P6/25 Projekt zur Erfassung des Wassergehaltes im Erdreich einer Kernobstanlage
Start im Frühjahr 2025
Projektbegleitung: Dominik Bühler und Helmut Hälker
Ausgangssituation:
Die Aufzeichnungen über Niederschläge in der Region erlauben folgendes Bild. Quellen: KLIWA https://www.kliwa.de/ und Wetterstation Helmut Kohler
Die Sommer der Zukunft werden in unserer Region trockener und der Anteil der Starkniederschläge steigt. Insgesamt wird der sommerliche Niederschlag pro Jahr in den nächsten 30 Jahren um 5 bis 10% auf 400 bis 500 mm sinken. Die durchschnittliche Lufttemperatur wird voraussichtlich um weitere 1,4 bis 1,5 °C auf 17 bis 19°C steigen. Die Anzahl der Sommertage mit 25 bis 30 °C nimmt erheblich zu.

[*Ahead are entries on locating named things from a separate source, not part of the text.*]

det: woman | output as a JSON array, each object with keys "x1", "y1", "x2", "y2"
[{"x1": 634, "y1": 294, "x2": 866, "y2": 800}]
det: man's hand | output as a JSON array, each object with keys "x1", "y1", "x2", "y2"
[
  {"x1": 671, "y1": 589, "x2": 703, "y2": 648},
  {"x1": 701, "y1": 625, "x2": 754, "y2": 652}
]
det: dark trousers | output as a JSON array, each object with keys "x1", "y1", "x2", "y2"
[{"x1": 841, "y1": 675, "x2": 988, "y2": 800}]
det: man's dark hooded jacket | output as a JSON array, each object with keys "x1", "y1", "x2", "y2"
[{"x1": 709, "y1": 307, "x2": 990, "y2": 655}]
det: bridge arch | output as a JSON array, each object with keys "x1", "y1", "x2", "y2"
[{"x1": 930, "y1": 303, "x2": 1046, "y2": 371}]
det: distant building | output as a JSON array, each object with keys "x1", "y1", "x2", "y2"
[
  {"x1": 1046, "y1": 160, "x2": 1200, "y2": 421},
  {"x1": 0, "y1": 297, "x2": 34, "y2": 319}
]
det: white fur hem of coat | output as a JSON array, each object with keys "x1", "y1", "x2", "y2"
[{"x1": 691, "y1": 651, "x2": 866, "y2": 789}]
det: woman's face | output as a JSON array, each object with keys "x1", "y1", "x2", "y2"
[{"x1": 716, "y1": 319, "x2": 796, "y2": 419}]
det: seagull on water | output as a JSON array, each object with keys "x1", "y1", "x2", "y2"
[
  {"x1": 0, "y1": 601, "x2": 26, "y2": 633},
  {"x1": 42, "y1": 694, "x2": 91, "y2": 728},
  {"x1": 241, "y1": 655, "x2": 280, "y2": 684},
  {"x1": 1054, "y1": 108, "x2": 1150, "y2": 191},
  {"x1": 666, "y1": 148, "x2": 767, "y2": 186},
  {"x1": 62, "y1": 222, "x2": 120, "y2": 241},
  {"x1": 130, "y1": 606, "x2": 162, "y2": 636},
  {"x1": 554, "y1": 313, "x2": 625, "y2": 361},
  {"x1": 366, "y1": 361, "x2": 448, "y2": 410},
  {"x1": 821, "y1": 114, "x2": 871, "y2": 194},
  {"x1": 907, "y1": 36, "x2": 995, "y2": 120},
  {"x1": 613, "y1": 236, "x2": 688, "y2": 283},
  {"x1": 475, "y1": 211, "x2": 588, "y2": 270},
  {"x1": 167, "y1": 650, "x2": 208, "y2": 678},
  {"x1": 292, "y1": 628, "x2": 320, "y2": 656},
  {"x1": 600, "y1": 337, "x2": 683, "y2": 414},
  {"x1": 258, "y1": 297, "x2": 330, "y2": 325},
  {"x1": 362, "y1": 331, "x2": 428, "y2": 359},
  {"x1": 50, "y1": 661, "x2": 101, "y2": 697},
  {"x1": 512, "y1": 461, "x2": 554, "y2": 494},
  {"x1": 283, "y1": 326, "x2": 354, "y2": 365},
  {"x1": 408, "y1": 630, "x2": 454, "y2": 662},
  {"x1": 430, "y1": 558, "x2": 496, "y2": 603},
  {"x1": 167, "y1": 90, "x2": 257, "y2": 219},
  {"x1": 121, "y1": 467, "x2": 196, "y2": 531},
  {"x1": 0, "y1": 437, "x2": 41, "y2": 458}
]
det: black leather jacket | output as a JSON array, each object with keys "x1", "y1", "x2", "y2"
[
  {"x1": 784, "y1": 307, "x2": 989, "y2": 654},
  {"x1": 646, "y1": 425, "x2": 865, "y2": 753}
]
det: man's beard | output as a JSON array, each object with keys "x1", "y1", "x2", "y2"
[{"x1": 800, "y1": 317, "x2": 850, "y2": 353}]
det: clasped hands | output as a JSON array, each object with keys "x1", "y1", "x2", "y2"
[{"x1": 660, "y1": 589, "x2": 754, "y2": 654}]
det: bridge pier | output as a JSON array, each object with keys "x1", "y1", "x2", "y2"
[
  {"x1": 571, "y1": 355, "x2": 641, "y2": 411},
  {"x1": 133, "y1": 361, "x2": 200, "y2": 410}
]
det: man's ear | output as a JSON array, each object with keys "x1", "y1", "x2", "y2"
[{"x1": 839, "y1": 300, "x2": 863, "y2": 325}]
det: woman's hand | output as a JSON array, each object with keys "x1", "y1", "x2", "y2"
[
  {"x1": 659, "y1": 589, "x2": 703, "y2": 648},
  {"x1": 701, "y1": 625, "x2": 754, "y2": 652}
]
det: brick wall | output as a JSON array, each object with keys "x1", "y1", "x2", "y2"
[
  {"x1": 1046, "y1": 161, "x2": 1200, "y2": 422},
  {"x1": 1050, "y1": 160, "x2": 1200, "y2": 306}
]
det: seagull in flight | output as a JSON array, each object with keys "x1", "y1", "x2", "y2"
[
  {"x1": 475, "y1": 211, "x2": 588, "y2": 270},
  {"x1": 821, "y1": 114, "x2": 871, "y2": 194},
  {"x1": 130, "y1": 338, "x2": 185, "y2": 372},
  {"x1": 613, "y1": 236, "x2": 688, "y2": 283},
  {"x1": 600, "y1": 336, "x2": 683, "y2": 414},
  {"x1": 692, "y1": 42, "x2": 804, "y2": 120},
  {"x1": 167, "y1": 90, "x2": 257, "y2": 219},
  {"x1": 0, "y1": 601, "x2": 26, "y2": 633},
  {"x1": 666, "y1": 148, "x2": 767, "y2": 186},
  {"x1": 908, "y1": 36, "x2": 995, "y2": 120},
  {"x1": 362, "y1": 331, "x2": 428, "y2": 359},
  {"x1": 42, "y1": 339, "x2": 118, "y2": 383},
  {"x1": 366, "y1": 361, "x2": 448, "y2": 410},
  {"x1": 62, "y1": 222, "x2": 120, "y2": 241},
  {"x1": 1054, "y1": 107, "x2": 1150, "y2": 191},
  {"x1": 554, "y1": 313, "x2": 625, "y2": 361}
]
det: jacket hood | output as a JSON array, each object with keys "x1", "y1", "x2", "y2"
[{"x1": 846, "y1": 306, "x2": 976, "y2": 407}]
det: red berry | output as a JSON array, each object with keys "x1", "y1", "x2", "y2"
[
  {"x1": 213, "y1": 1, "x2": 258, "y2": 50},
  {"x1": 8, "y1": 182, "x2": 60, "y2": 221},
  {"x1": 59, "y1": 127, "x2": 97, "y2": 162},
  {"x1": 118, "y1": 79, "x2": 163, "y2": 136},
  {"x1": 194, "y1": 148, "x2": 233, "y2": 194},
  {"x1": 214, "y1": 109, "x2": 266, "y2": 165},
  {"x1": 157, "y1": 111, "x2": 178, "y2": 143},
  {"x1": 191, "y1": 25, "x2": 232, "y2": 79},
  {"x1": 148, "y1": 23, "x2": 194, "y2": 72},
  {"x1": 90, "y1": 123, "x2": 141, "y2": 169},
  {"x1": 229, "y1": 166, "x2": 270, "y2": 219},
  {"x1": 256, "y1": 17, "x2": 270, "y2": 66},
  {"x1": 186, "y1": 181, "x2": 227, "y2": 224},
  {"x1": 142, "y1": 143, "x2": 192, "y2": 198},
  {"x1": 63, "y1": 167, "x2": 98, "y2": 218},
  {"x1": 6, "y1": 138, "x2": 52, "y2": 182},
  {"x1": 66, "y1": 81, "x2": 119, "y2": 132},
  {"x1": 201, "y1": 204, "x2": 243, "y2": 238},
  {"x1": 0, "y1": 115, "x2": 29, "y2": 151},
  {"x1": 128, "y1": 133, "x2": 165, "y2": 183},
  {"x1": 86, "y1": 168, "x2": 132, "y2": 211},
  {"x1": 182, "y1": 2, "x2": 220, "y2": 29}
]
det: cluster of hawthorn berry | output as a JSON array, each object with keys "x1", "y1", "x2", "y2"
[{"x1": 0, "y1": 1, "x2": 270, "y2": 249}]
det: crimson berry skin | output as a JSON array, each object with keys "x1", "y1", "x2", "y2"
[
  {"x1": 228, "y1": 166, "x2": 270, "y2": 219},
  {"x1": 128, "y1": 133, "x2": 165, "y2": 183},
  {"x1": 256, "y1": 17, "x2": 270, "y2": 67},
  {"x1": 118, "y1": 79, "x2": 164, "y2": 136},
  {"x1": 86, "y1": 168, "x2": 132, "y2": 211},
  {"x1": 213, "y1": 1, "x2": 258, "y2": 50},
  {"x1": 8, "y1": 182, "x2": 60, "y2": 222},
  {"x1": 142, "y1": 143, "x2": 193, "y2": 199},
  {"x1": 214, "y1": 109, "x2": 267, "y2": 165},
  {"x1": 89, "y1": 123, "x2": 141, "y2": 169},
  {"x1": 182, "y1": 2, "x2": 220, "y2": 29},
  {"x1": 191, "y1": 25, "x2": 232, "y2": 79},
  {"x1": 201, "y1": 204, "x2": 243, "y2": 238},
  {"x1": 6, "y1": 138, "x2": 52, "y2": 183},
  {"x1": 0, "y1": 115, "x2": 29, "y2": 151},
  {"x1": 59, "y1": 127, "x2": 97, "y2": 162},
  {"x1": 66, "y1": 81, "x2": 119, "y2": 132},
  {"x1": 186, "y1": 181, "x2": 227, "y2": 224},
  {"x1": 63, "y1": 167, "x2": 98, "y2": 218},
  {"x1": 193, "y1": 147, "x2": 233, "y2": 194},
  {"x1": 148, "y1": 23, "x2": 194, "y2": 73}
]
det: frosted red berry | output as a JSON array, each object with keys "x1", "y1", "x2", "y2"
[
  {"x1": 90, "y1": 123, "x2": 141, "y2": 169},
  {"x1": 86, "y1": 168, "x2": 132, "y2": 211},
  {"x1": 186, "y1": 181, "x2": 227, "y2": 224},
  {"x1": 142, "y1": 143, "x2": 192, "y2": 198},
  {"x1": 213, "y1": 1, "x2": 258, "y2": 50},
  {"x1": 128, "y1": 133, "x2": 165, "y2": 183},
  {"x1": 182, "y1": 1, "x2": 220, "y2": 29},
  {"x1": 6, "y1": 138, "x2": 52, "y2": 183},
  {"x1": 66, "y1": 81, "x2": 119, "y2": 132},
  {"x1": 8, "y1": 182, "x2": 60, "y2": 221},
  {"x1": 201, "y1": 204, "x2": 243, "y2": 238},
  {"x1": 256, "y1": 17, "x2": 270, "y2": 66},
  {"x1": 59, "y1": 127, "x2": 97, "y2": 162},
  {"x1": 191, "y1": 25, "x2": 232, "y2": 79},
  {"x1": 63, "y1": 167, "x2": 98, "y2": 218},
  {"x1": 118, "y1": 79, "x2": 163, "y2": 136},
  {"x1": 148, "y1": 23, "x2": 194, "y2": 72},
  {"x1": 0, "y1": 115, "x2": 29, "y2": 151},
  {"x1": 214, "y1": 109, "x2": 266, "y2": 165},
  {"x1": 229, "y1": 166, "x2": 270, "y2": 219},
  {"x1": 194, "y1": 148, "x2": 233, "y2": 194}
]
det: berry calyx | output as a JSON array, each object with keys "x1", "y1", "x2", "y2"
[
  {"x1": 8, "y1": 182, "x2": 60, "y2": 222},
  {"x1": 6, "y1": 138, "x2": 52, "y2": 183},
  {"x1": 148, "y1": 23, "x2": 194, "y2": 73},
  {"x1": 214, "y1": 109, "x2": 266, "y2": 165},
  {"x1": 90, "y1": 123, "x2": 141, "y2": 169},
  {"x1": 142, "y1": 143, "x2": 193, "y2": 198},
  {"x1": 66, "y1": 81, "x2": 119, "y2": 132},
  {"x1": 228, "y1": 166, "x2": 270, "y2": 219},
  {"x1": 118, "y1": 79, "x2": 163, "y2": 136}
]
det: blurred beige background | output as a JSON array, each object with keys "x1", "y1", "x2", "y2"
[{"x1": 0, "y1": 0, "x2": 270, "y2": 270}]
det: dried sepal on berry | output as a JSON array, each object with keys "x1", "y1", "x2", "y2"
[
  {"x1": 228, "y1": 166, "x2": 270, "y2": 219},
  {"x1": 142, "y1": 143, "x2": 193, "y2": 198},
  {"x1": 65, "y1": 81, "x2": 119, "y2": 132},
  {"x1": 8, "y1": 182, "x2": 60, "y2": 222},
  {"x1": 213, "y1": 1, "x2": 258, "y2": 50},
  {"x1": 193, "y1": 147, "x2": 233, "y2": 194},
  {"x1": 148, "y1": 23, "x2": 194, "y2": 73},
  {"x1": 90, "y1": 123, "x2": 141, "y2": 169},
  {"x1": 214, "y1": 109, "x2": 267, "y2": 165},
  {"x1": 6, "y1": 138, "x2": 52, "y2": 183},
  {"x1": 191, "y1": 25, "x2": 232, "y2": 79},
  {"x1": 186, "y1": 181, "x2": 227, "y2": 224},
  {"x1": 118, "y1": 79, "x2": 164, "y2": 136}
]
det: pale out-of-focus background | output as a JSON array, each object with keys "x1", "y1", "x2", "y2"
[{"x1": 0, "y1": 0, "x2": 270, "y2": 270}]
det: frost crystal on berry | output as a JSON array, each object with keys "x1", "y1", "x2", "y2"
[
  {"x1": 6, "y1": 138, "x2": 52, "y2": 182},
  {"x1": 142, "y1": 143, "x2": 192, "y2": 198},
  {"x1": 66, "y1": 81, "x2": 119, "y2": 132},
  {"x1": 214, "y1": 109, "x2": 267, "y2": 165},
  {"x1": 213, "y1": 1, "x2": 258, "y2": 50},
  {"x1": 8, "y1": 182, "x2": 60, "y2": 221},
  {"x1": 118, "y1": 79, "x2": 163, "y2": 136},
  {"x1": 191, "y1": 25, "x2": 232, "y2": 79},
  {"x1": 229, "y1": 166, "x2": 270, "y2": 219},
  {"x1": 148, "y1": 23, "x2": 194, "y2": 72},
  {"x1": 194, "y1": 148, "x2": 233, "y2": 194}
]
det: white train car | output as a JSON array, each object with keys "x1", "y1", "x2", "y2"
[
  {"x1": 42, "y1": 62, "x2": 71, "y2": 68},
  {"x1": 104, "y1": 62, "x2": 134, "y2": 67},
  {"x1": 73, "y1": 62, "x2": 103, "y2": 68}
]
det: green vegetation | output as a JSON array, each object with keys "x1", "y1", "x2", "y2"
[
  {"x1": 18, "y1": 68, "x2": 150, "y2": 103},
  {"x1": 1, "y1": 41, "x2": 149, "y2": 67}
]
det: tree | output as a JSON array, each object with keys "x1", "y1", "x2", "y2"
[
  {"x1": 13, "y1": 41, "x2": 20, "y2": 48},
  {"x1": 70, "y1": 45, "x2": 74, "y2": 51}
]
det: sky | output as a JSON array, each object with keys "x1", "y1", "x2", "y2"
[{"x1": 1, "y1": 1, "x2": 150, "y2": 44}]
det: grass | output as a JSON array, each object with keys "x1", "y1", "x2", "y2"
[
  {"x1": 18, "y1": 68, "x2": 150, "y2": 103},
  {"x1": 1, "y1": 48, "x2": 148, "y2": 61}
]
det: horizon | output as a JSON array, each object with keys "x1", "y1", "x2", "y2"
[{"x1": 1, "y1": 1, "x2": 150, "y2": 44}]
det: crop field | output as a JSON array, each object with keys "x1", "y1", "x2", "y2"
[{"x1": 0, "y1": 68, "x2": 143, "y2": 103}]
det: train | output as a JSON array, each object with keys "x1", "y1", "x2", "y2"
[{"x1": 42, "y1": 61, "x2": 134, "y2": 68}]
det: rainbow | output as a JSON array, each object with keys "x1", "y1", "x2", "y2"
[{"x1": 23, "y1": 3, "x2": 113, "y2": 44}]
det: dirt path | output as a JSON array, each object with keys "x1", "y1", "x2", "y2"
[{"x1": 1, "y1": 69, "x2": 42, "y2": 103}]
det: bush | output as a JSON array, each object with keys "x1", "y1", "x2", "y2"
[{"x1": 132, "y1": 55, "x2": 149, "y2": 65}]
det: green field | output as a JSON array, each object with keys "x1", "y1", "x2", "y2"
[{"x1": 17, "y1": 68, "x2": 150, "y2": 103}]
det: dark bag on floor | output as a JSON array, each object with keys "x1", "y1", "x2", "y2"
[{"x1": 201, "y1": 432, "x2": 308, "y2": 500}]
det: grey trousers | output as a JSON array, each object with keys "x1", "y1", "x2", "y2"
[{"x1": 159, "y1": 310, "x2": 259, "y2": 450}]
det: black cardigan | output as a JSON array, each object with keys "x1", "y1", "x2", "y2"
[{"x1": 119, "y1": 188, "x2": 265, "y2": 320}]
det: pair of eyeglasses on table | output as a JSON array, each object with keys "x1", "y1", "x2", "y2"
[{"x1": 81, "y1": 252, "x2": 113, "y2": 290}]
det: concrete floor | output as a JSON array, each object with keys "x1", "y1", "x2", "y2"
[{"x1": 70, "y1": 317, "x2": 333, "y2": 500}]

In den Winterperioden prognostiziert KLIWA einen Anstieg der Niederschlagsmengen um 10-20% auf 600 bis 700 mm. Die durchschnittliche Lufttemperatur wird aller Wahrscheinlichkeit nach im Winter um 1,6- 1,8 auf 6 bis 8 °C zunehmen. Frosttage nehmen erheblich ab und die Wahrscheinlichkeit später Fröste verschiebt sich um einige Wochen hin zum Frühlingsbeginn.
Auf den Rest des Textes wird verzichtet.